When we write a line of verse then break to the next line, and so on, the meter is what carries the beat or flow. So how do we organize these feet to follow a rhythm? Well, let’s take a look at the different metrical lines and figure that out.
Depending on how much we want to say per line, and how we want our basic rhythm to move, we then should choose the type of meter according to that formulation. For instance, if I wanted to start my poem by saying “I love the woods”, then it would fall under iambic dimeter and I would have to choose the next few lines carefully enough to match that first pattern. For instance:
I love the woods, (iambic dimeter)
its shady moods, (iambic dimeter)
and all its verdant patterns. (iambic trimeter)
This is a kind of play on the basic structure of the first two lines of the ballad stanza.
A stanza is a recurring unit of verses or lines in a poem that can range in size anywhere from one to two hundred lines plus. The most common stanza is the quatrain, a four-line set of verses. Much like the paragraph of prose, there are many varieties and many ways to choose which stanzas will suit the content of the poem. The quatrain, for instance, is suitable for most stories, fables, and songs, and most common among the quatrains is the ballad stanza, which has alternating lines of six and eight syllables that rhyme together.
Here is a list of the most common stanzas found in poems.
Larger stanzas are only typical of longer or epic poems, so should be avoided when writing shorter poems.
There are many poems that have a pre-determined metrical pattern, like the sonnet, or villanelle, or haiku, or rondel. However, there are forms of poems that don’t require you to follow an already set pattern or rhyme scheme, like the virelay or ballad.
Haiku and tanka, which are Japanese styles, do not require either a set metric or rhyme scheme, but must follow a strict syllabic pattern. Of course, there is much more to these forms than just syllables. See the link below for the origins and theories of the haiku.
In choosing the size and style of stanza, the poet can create a poem that doesn’t have to match any traditional form such as the roundel or chant royal. The form in itself should be an aid to the content and vice versa, not to mention, you don’t have to stick to a strict formula for creating stanzas. Thomas Hardy is popular for his varieties of stanza forms.

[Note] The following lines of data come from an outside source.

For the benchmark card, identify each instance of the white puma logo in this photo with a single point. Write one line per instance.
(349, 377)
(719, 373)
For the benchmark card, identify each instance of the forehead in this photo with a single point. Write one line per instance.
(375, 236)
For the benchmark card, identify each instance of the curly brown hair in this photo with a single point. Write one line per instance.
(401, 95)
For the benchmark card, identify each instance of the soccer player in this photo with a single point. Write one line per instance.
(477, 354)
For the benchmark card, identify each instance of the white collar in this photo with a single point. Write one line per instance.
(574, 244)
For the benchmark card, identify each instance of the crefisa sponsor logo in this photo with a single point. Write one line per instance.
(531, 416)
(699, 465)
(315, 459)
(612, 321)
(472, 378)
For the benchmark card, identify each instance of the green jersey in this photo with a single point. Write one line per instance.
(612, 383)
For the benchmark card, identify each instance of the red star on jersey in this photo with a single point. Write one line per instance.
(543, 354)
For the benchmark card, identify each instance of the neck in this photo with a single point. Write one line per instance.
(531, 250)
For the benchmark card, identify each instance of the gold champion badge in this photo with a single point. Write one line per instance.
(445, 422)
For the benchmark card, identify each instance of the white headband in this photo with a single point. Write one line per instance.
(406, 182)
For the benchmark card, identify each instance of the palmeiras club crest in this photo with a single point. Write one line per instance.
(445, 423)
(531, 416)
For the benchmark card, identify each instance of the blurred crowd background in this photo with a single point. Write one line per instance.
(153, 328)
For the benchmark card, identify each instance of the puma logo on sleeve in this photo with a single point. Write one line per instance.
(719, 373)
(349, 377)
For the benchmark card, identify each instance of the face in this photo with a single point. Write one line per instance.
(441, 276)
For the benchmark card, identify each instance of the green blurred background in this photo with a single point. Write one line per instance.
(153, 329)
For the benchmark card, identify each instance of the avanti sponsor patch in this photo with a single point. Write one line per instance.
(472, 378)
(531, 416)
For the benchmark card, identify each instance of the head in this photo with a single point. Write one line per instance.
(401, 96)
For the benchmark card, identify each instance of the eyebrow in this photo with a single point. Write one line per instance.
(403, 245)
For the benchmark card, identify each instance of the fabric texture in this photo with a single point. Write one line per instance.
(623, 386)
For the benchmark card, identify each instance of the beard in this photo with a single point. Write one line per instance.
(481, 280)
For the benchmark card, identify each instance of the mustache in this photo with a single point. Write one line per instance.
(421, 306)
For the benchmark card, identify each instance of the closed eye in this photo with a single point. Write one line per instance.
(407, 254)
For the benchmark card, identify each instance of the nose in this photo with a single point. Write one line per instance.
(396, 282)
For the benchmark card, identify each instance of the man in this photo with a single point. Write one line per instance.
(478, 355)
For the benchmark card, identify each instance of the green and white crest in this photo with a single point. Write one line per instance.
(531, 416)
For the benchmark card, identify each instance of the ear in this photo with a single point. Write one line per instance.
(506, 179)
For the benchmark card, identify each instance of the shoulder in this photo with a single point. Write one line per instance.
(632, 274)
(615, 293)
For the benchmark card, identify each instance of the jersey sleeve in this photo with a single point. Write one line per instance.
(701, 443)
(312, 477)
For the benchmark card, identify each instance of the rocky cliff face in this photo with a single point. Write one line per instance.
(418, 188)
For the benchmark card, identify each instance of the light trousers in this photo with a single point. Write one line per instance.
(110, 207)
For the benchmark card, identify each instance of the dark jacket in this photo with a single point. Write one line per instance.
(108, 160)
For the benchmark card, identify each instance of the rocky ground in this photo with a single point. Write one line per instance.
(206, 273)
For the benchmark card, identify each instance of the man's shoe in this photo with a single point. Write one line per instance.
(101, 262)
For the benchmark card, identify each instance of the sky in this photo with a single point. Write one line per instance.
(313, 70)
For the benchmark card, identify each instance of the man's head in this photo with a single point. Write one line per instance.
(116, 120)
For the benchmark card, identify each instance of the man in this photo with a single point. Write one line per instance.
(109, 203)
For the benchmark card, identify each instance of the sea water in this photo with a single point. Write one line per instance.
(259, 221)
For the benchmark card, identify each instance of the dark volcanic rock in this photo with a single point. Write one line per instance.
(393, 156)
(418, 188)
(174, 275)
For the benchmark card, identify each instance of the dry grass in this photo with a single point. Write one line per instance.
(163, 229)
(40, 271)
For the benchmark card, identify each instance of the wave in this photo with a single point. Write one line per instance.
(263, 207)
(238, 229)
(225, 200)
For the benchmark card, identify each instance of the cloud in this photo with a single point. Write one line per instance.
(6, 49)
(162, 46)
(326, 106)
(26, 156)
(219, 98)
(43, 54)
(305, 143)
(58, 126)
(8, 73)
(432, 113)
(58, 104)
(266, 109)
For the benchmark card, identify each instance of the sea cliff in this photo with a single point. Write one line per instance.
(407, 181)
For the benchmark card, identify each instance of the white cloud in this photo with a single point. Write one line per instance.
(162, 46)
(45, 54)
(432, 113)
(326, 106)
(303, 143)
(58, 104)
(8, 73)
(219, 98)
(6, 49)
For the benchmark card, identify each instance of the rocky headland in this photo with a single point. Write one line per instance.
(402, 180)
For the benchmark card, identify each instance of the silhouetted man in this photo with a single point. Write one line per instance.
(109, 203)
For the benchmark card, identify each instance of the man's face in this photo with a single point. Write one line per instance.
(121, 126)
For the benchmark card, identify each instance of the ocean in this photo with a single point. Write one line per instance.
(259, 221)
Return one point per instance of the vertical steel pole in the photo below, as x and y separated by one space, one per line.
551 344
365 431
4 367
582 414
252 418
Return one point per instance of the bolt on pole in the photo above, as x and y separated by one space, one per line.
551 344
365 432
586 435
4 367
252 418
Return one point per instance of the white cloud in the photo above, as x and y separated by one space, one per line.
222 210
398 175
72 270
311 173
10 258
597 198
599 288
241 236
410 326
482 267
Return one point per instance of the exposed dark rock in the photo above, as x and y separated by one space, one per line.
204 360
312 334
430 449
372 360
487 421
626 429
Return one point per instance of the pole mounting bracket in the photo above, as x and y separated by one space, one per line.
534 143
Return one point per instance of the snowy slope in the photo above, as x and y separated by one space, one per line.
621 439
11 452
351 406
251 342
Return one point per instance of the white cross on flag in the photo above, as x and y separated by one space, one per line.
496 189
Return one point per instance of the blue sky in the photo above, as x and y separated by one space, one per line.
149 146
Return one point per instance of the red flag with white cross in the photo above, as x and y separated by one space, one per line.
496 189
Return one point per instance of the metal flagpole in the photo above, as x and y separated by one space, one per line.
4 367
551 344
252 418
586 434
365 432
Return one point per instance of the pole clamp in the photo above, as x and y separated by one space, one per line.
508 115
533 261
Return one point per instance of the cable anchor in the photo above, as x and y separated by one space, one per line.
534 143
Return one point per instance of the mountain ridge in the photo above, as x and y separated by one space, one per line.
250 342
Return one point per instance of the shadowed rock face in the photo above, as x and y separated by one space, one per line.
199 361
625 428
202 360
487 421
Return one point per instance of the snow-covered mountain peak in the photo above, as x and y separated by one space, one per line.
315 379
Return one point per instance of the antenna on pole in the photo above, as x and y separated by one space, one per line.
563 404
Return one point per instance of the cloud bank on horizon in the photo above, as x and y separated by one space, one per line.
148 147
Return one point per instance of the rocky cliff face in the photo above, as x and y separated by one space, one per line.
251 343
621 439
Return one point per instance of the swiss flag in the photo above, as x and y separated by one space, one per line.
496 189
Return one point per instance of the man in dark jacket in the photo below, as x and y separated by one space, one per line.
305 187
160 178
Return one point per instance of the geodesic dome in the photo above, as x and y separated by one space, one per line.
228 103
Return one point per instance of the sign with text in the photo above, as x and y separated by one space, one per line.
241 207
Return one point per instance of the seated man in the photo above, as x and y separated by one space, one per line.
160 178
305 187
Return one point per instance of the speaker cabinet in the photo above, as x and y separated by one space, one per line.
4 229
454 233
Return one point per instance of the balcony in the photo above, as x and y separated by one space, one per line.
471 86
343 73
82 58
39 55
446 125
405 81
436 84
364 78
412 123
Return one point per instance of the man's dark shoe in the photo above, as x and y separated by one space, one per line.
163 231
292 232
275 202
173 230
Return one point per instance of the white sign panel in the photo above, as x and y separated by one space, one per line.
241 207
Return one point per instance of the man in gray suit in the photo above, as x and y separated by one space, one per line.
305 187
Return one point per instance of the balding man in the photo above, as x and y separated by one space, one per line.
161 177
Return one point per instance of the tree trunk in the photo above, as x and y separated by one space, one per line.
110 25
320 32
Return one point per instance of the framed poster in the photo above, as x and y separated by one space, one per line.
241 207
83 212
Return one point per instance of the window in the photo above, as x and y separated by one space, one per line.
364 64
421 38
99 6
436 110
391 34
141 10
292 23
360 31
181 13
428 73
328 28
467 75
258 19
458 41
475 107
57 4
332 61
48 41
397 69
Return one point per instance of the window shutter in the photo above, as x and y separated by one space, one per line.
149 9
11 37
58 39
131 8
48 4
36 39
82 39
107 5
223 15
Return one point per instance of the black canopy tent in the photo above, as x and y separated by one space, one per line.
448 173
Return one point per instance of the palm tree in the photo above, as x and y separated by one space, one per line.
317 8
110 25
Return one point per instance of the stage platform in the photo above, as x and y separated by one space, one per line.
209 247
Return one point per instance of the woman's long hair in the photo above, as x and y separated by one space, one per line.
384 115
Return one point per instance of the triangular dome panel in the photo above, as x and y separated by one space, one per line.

Here is an example called “The Walk“:
“You did not walk with me
Of late to the hill-top tree
By the gated ways,
As in earlier days;
You were weak and lame,
So you never came,
And I went alone, and I did not mind,
Not thinking of you as left behind.
I walked up there to-day
Just in the former way:
The familiar ground
By myself again:
What difference, then?
Only that underlying sense
Of the look of a room on returning thence.”
Now that you know all about the integral parts of a poem, you should have no problem, right? Well, I guess that depends on how you view the material here. I can certainly understand that there is much to learn, and I did not touch on everything, only on the basics. If I were to expand on this article by explaining all of the different poetic devices and forms, this would turn into a one hundred page book at least. It can all be quite overwhelming. However, I hope this article in principle helps you to understand the workings of poetry. As you can see from these articles, a free verse is not a poem, a blank verse is not free verse, and not everything can become poetry simply because it was expressed.
I hope this series becomes the spring-board that you use to propel yourself into a deeper understanding of the world of poetry.